Using `ByteSliceMode` (unreleased new feature) can encode invalid CBOR data #545

fxamacker · 2024-05-29T23:59:57Z

ByteSliceMode is a new feature planned for v2.7.0 (not yet released) and was added by:

Support automatic conversion between text and binary string representations #476

Unfortunately, using the non-default encoding setting for ByteSliceMode can produce invalid CBOR data in some edge cases.

This problem was discovered by fuzzing.

Reproducer

Steps:

Create an encoding mode with ByteSliceMode set to any non-default option
Encode cbor.Tag with tag content of []byte type

func main() {
	data := []byte{
		0xc2, 0x49, 0x01, 0x00, 0x00, 0x00, 0x00, 0x00, 0x00, 0x00, 0x00,
	} // 2(h'010000000000000000')

	var v1 cbor.Tag
	err := cbor.Unmarshal(data, &v1)
	if err != nil {
		fmt.Printf("failed to unmarshal %x cbor.Tag: %s\n", data, err)
		return
	}

	em, _ := cbor.EncOptions{
		ByteSlice: cbor.ByteSliceToByteStringWithExpectedConversionToBase64URL,
	}.EncMode()
	b, err := em.Marshal(v1)
	if err != nil {
		fmt.Printf("failed to marshal: %s\n", err)
		return
	}

	var v2 interface{}
	err = cbor.Unmarshal(b, &v2)
	if err != nil {
		fmt.Printf("failed to unmarshal %x to interface{}: %s\n", b, err)
	}

	// Output:
	// failed to unmarshal c2d549010000000000000000 to interface{}: cbor: tag number 2 or 3 must be followed by byte string, got tag
}

Expected: The code snippet should produce valid CBOR data 2(h'010000000000000000').

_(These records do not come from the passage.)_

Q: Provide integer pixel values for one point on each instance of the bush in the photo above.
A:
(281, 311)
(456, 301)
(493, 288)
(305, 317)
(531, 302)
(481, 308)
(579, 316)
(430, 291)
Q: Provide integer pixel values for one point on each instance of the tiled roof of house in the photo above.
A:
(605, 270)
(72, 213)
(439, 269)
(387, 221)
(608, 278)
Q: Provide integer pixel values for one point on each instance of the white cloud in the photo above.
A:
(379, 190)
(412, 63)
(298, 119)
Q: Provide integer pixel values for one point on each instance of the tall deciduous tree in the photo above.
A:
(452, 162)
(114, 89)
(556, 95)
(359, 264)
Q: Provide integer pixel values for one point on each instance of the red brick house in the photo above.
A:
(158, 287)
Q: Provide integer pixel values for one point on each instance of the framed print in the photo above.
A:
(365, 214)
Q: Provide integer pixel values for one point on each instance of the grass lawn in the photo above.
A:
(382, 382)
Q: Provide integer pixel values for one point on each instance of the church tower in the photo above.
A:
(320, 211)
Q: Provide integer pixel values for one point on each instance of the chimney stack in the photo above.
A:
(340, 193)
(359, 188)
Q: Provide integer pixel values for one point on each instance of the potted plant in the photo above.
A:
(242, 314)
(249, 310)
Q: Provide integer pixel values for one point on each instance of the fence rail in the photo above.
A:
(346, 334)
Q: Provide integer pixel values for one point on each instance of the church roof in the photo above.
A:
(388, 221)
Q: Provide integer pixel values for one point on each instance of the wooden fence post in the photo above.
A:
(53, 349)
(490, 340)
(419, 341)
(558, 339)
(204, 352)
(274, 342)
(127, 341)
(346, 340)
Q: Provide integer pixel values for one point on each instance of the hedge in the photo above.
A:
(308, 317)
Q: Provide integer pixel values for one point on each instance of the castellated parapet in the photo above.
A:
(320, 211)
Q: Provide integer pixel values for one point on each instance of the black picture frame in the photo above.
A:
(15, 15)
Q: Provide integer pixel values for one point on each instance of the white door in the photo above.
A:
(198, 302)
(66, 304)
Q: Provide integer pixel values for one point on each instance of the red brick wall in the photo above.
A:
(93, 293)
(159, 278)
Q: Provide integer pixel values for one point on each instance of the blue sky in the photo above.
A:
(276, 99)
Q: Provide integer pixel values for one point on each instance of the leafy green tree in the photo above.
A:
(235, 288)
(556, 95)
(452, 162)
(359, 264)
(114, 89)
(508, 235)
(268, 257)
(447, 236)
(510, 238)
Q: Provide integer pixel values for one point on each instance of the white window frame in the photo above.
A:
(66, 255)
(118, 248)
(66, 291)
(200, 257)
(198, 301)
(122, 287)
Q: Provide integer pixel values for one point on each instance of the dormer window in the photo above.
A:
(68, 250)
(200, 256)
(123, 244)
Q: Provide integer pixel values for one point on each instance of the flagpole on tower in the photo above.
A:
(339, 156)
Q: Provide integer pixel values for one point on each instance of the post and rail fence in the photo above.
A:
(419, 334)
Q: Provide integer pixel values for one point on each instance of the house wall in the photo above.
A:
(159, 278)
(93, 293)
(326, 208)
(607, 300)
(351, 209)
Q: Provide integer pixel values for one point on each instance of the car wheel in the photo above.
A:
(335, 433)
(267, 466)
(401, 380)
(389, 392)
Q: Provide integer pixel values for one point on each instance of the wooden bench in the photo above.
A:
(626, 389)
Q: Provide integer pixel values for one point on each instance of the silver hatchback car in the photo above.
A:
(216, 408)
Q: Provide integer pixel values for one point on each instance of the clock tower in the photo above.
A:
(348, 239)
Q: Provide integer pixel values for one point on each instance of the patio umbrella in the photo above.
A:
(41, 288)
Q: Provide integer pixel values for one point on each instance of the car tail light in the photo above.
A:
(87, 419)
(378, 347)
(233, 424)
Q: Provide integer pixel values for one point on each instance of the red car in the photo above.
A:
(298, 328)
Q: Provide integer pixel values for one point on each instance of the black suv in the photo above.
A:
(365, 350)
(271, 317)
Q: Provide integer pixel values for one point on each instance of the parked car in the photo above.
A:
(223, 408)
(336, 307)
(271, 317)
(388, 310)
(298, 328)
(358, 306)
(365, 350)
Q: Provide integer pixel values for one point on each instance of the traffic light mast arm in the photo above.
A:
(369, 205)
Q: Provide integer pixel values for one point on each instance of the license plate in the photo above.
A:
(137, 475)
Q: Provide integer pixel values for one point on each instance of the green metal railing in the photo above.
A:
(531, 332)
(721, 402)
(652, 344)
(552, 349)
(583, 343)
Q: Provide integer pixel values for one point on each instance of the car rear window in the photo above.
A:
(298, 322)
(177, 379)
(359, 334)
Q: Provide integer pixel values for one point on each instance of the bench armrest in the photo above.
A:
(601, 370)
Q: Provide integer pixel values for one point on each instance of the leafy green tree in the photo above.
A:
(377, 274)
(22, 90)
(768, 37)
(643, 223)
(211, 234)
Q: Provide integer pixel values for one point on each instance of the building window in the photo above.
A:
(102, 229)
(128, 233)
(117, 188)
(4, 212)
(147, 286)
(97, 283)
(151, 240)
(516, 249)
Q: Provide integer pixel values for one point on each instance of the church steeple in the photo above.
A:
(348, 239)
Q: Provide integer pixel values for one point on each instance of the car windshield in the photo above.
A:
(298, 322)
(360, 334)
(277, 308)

Got: The code snippet produces invalid CBOR data 2(21(h'010000000000000000')).

cc: @benluddy

EDIT: s/malformed/invalid

The text was updated successfully, but these errors were encountered:

benluddy · 2024-05-30T02:43:18Z

That's unfortunate. This is a validity error, but the output is not malformed, correct?

Marshaling a cbor.Tag can't guarantee that it produces valid output in general, especially when it comes to tag content type validity errors. You can of course produce invalid output by calling something like Marshal(Tag{Number: 0, Content: int64(52)}), or by doing a similar roundtrip with an unrecognized tag. For example, using BigIntConvertNone, the decimal fraction 0xc4823bffffffffffffffff00 (4([-18446744073709551616, 0])) roundtrips to 0xc482c348ffffffffffffffff00 (4([3(h'ffffffffffffffffff'), 0])), which is invalid (the exponent must have either type 0 or 1).

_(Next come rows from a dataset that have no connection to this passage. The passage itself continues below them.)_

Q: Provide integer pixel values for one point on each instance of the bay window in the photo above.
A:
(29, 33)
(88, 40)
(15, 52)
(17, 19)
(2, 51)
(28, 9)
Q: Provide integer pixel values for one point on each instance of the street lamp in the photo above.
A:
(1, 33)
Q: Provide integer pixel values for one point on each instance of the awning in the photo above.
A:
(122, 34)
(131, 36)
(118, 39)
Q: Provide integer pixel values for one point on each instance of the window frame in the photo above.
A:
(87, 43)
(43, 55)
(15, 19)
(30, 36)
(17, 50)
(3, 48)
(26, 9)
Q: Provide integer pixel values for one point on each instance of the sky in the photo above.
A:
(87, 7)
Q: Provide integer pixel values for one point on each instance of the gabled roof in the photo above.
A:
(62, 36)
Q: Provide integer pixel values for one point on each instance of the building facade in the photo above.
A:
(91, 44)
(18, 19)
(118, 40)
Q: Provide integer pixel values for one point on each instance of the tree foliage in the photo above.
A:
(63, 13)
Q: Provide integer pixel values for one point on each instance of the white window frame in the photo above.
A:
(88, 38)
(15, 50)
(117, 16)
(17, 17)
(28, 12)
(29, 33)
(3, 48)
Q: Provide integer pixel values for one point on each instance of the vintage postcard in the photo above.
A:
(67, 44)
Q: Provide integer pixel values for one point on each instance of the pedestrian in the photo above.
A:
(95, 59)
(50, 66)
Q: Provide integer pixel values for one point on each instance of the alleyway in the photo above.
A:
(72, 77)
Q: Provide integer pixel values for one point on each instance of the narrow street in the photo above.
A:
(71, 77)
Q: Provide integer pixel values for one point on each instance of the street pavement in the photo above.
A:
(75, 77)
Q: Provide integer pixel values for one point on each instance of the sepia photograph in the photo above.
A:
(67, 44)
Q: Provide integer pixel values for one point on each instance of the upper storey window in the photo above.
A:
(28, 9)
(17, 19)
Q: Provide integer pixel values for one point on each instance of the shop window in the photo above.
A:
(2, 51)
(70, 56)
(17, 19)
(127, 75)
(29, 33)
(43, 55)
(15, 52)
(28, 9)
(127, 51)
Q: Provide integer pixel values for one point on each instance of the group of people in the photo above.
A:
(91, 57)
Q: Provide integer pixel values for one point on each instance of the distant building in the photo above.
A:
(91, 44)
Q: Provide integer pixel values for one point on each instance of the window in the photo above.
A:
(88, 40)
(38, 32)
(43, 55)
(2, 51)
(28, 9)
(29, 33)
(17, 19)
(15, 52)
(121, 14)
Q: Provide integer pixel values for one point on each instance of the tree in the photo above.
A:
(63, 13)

It's not clear to me what should be done about this.

I think it makes sense to check tag validity on the output of encodeTag for the built-in tag numbers before returning. If Marshal returns a nil error, the output should always be well-formed, and it shouldn't have any known validity errors by default.

Roundtripping an enclosed data item through interface{} and back without considering the tag number will never be completely safe, but I can imagine an argument to at least decouple cbor.Tag from the options that control encode/decode to/from interface{} (as in #503). WDYT?

fxamacker · 2024-05-30T03:00:50Z

@benluddy

That's unfortunate. This is a validity error, but the output is not malformed, correct?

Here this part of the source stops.